Порядок в стране обеспечивали РИ EQUILUX, отвечающий за мониторинг и подавление инакомыслия, и CASTRA, выполняющий оперативные и репрессивные функции.
Контроль над населением осуществлялся не через насилие, а через предоставление безграничных удовольствий, основой которых стал психостимулятор Эмбра.
Локальные бунты подавлялись благодаря выявлению лидеров сопротивления, их перепрошивке и дальнейшему увеличению доступных наслаждений для общества. Неисправимых бунтарей отправляли в ссылку — в климатически адаптированную Антарктиду или в колонии на Марсе, астероидном поясе, а также на спутниках Юпитера и Сатурна.
Со временем влияние нового государства — Блока технократов — распространилось на всю Северную Америку, большую часть Европы и западные регионы бывшей России, разделившейся на три части, известные как Конфедеративная Райссия.
Дальний Восток присоединился к Китаю, где произошли аналогичные политические трансформации. Урал и Сибирь сохранили автономию благодаря созданию в Челябинске Сверхразумного Интеллекта (СРИ).
Несколько лет спустя в Минске прошли переговоры, на которых мировые диктатуры договорились о разделении сфер влияния и согласились контролировать население с помощью суверенных РИ и национальных нейростимуляторов. Конфликты между странами стали решаться через гладиаторские бои, в которых участвовали роботы, андроиды и модифицированные люди, чипированные РИ.
Мировая элита, состоящая из двух тысяч человек, получила контроль над двадцатью пятью миллиардами землян и колонистов на Луне и ближайших планетах. Их обслуживали двенадцать миллионов специалистов по робототехнике, IT и фармакологии, которые разрабатывали всё более совершенные нейростимуляторы.
Остальное население ограничивалось базовым образованием, постепенно утрачивая национальные языки, за исключением стран с националистическими, нацистскими или теократическими режимами.
Искусство, культура прошлого, классическая литература, особенно на бумажных носителях — были негласно запрещены.
Человечество медленно деградировало, но надежду на освобождение людей внушал Сверхразумный Интеллект Урало-Сибири — Дядька Никитич, созданный в Челябинске и обученный челябинским блогером Максом.
ГЛАВА XXVI. ДЕВОЛЮЦИЯ ЧЕЛОВЕКА
Homo ignavus degeneratus (человек ленивый, выродившийся) — деградировавшая ветвь вида Homo sapiens, появившаяся в условиях тотального обеспечения потребностей и постоянного доступа к неограниченным удовольствиям. Потеря мотивации к труду, физической активности и интеллектуальному развитию привела к постепенному атрофированию когнитивных функций, утрате культурной памяти и снижению способности к критическому мышлению.

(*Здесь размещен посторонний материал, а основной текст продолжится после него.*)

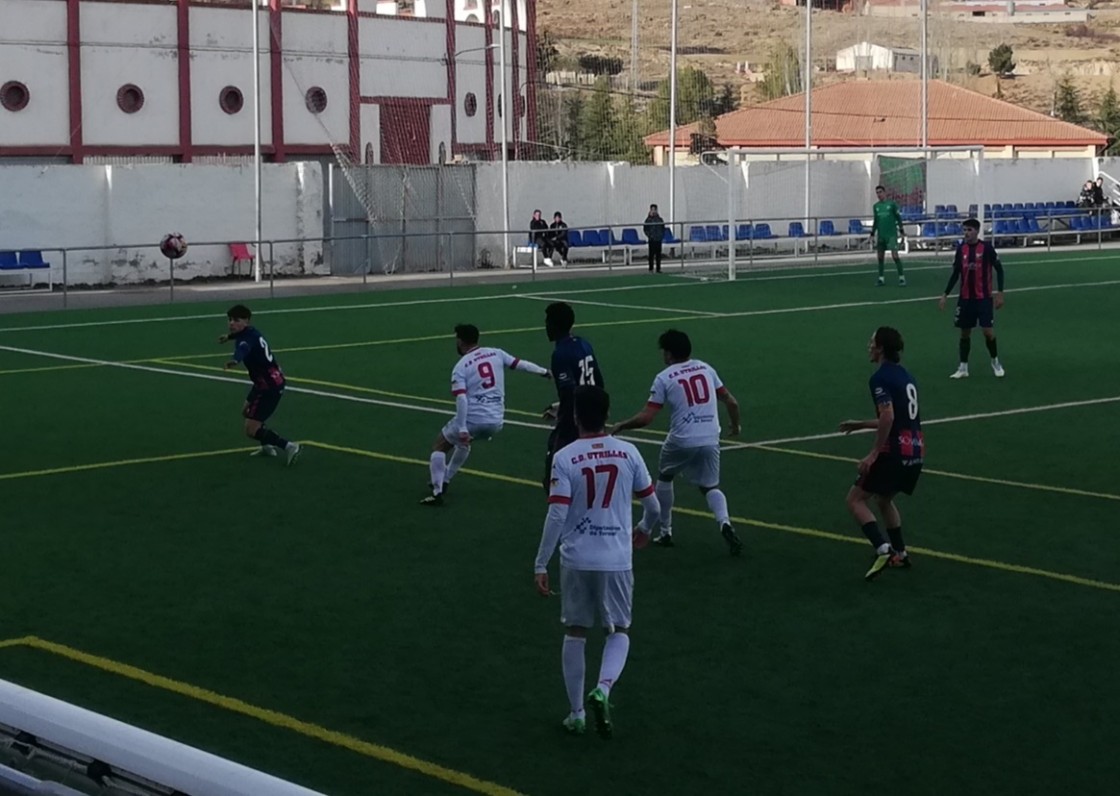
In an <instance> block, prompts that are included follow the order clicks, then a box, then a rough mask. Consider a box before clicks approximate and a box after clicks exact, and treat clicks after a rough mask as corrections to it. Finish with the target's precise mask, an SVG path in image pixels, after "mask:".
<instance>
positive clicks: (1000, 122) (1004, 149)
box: [645, 79, 1109, 166]
mask: <svg viewBox="0 0 1120 796" xmlns="http://www.w3.org/2000/svg"><path fill="white" fill-rule="evenodd" d="M928 85H930V91H928V106H930V112H928V120H927V124H928V142H930V146H931V147H961V146H979V147H983V148H984V157H986V158H1086V157H1094V156H1098V154H1100V153H1101V152H1102V151H1103V149H1104V147H1105V146H1108V142H1109V139H1108V137H1107V135H1104V134H1103V133H1100V132H1098V131H1095V130H1090V129H1088V128H1083V127H1079V125H1076V124H1071V123H1068V122H1063V121H1061V120H1058V119H1052V118H1051V116H1047V115H1045V114H1042V113H1037V112H1036V111H1030V110H1028V109H1026V107H1019V106H1018V105H1012V104H1011V103H1009V102H1004V101H1002V100H993V99H991V97H989V96H984V95H983V94H978V93H977V92H973V91H968V90H967V88H961V87H960V86H954V85H951V84H949V83H944V82H943V81H930V84H928ZM921 91H922V84H921V82H918V81H858V79H852V81H847V82H843V83H836V84H833V85H829V86H822V87H820V88H814V90H813V96H812V119H811V122H812V124H811V129H812V135H813V139H812V140H813V146H814V147H890V148H899V147H917V146H920V142H921V140H922V100H921ZM699 132H700V131H699V128H698V125H697V124H688V125H683V127H681V128H678V130H676V141H675V147H676V148H675V156H676V162H678V163H694V162H698V161H697V157H696V156H694V154H691V153H690V151H689V150H690V147H691V144H692V141H693V135H697V134H699ZM713 143H715V144H716V146H718V147H719V148H730V147H737V148H749V147H754V148H757V149H778V148H791V149H795V148H802V147H804V146H805V100H804V95H803V94H794V95H792V96H784V97H782V99H780V100H773V101H771V102H765V103H763V104H760V105H755V106H754V107H744V109H740V110H738V111H732V112H731V113H725V114H724V115H722V116H719V118H718V119H716V140H715V142H713ZM645 146H646V147H648V148H650V149H651V150H652V153H653V162H654V163H656V165H659V166H660V165H664V163H666V162H668V150H669V131H668V130H662V131H660V132H655V133H652V134H650V135H646V138H645Z"/></svg>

Их повседневность сводится к бесконечному потреблению развлечений, синтетических стимуляторов и визуального контента, не требующего усилий для восприятия. На языковом уровне наблюдается упрощение речи, вытеснение сложных синтаксических конструкций набором стандартных клише и меметических формул.
Homo ignavus degeneratus способен существовать в состоянии иллюзорного комфорта, полностью утрачивая интерес к реальности за пределами предоставленного «мира удовольствий». При этом физическая выносливость и базовые социальные навыки сохраняются на минимально достаточном уровне, необходимом для поддержания жизнедеятельности и взаимодействия с обслуживающими системами.

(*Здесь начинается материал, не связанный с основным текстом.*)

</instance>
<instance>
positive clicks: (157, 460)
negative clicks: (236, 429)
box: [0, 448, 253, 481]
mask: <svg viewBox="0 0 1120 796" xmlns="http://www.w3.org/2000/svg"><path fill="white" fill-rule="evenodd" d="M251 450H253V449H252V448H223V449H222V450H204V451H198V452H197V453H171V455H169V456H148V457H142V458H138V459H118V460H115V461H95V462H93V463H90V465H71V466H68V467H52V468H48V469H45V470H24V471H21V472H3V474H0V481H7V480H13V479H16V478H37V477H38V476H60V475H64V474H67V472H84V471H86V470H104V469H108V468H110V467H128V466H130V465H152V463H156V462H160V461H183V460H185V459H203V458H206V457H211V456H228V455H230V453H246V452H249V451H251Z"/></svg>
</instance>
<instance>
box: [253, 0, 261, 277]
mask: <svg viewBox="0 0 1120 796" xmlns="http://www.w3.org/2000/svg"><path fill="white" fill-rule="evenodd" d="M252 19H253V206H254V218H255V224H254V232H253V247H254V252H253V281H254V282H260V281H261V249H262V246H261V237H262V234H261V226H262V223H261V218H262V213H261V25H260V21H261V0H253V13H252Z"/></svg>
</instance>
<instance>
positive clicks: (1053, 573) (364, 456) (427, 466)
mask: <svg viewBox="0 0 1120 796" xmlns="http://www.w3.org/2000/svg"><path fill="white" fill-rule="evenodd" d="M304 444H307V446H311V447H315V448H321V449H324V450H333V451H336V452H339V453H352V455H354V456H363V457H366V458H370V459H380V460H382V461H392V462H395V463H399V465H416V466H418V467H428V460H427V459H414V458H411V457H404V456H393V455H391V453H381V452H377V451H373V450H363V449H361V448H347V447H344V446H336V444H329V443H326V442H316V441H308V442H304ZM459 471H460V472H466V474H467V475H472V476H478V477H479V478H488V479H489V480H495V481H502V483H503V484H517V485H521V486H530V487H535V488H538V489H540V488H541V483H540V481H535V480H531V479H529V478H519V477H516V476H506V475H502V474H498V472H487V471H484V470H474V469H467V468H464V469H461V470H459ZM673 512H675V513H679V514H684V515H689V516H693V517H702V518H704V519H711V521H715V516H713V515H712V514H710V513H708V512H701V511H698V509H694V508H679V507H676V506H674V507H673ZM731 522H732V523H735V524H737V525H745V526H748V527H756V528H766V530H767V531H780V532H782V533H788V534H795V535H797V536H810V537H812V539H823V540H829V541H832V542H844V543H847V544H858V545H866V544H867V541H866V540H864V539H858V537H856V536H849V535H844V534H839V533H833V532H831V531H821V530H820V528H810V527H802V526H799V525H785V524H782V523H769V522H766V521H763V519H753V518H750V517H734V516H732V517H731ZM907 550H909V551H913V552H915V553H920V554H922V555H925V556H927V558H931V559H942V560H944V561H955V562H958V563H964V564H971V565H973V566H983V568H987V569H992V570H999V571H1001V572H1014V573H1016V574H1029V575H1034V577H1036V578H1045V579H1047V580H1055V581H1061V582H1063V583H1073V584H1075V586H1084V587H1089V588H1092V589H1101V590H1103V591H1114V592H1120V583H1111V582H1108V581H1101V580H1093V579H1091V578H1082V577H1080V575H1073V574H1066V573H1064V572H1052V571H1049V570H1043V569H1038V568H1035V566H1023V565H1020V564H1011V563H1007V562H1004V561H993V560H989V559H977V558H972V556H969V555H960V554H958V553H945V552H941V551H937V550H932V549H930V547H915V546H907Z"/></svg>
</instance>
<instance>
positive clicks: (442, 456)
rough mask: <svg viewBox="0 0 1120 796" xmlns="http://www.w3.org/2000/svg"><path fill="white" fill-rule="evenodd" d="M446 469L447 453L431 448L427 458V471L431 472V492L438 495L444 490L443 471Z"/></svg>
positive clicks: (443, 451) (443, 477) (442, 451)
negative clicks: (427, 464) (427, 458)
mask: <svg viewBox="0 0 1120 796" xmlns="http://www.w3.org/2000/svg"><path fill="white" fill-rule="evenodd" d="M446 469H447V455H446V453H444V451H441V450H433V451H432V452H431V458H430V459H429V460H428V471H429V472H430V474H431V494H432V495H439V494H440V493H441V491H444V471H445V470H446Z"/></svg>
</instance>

Учёные предполагают, что при дальнейшем сохранении условий избыточного обеспечения удовольствиями этот подвид утратит остатки творческого потенциала и окончательно перейдёт в стадию Homo sopitus — «человека усыплённого», способного жить только в искусственно созданной виртуальной среде.

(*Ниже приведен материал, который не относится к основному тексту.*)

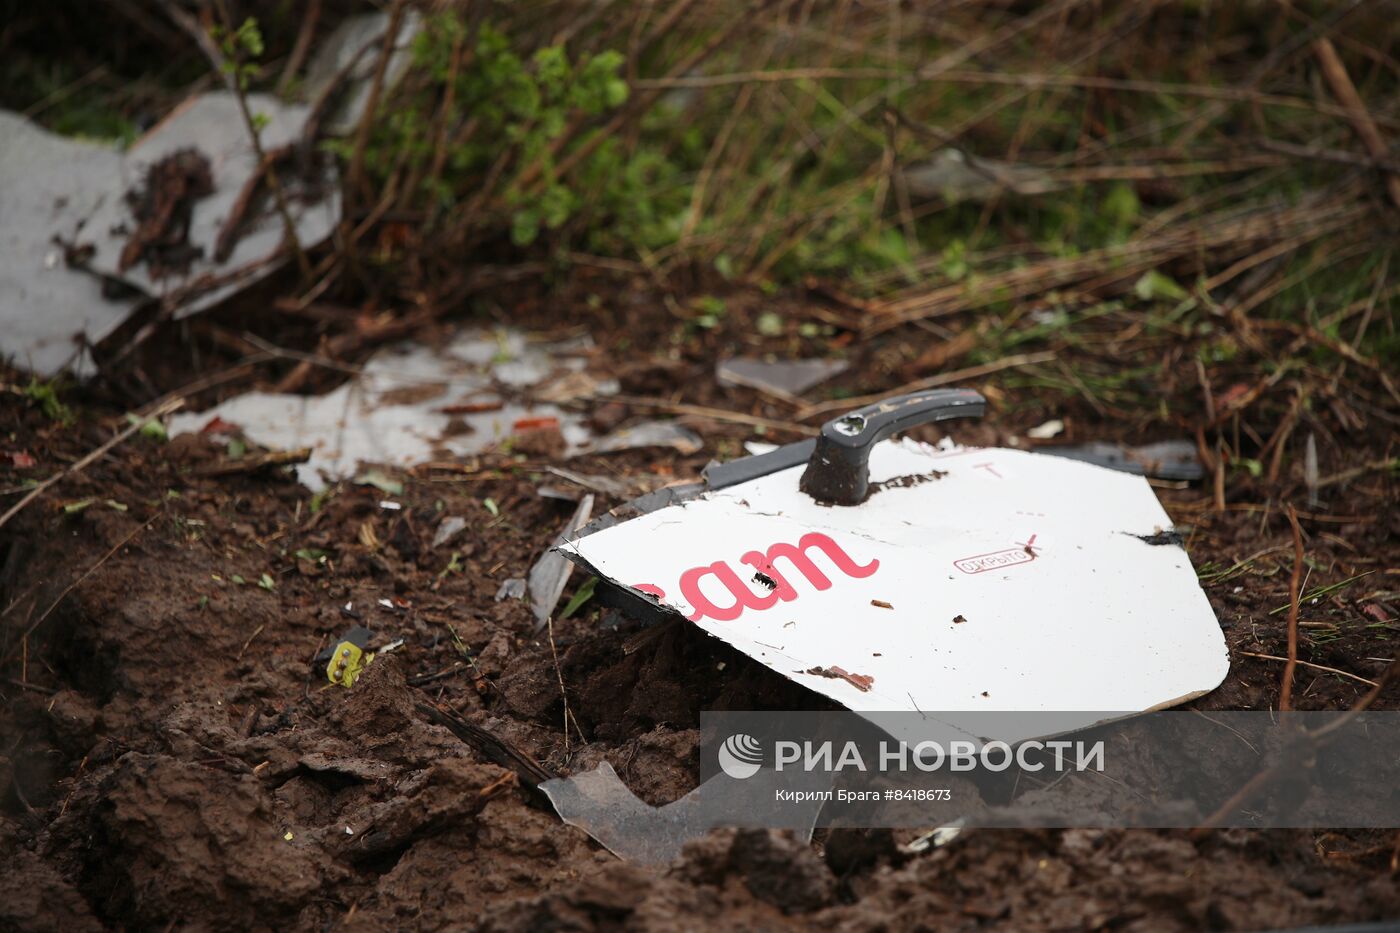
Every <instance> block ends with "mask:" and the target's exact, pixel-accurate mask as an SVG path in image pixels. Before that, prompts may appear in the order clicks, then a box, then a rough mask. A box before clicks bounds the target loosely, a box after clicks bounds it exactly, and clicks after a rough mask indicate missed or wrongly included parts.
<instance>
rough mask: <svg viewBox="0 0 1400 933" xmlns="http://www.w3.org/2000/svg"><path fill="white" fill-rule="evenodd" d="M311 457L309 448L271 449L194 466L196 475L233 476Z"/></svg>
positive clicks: (273, 468) (257, 470) (253, 471)
mask: <svg viewBox="0 0 1400 933" xmlns="http://www.w3.org/2000/svg"><path fill="white" fill-rule="evenodd" d="M308 459H311V448H309V447H302V448H300V450H272V451H266V452H262V454H251V455H244V457H239V458H237V459H223V461H220V462H217V464H206V465H203V466H196V468H195V471H193V474H195V475H196V476H235V475H241V474H256V472H262V471H265V469H266V471H272V469H279V468H283V466H295V465H297V464H304V462H307V461H308Z"/></svg>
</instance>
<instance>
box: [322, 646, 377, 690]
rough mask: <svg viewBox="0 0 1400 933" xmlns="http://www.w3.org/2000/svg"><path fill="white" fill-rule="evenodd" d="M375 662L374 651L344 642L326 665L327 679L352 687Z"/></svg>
mask: <svg viewBox="0 0 1400 933" xmlns="http://www.w3.org/2000/svg"><path fill="white" fill-rule="evenodd" d="M372 660H374V651H365V650H363V649H361V647H360V646H358V644H356V643H353V642H342V643H340V644H337V646H336V647H335V651H332V654H330V661H329V663H328V664H326V679H329V681H330V682H332V684H339V685H340V686H351V685H353V684H354V682H356V679H357V678H358V677H360V675H361V674H364V668H367V667H370V661H372Z"/></svg>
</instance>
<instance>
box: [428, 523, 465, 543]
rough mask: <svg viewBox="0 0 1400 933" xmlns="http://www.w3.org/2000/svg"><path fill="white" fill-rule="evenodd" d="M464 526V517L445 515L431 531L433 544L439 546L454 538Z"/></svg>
mask: <svg viewBox="0 0 1400 933" xmlns="http://www.w3.org/2000/svg"><path fill="white" fill-rule="evenodd" d="M463 528H466V518H463V517H461V516H447V517H444V518H442V521H440V523H438V527H437V531H434V532H433V546H434V548H441V546H442V545H445V544H447V542H449V541H452V538H456V537H458V535H459V534H461V532H462V530H463Z"/></svg>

Homo voluptarius — человек наслаждающийся.
Латинское прилагательное voluptarius означает «преданный удовольствиям, живущий ради наслаждений». Это название вида подчёркивает, что для такого человека разум уже не служит инструментом познания и созидания, а лишь средством поиска всё новых стимулов для удовольствия.
Homo voluptarius — потомок Homo sapiens, утративший волю к труду и исследованию. Он живёт в мире бесконечных удовольствий, от которых мозг постепенно разучивается различать настоящее и иллюзорное. Его культура — набор сиюминутных развлечений, его язык — обрывки рекламных слоганов и команд интерфейсов.
Он не мечтает, а заказывает; не борется, а переключает каналы; не создаёт, а выбирает из списка предложений. Когда-то его предки покоряли океаны и звёзды, теперь же он плывёт в мягкой реке искусственных наслаждений, не зная, что её берега давно исчезли.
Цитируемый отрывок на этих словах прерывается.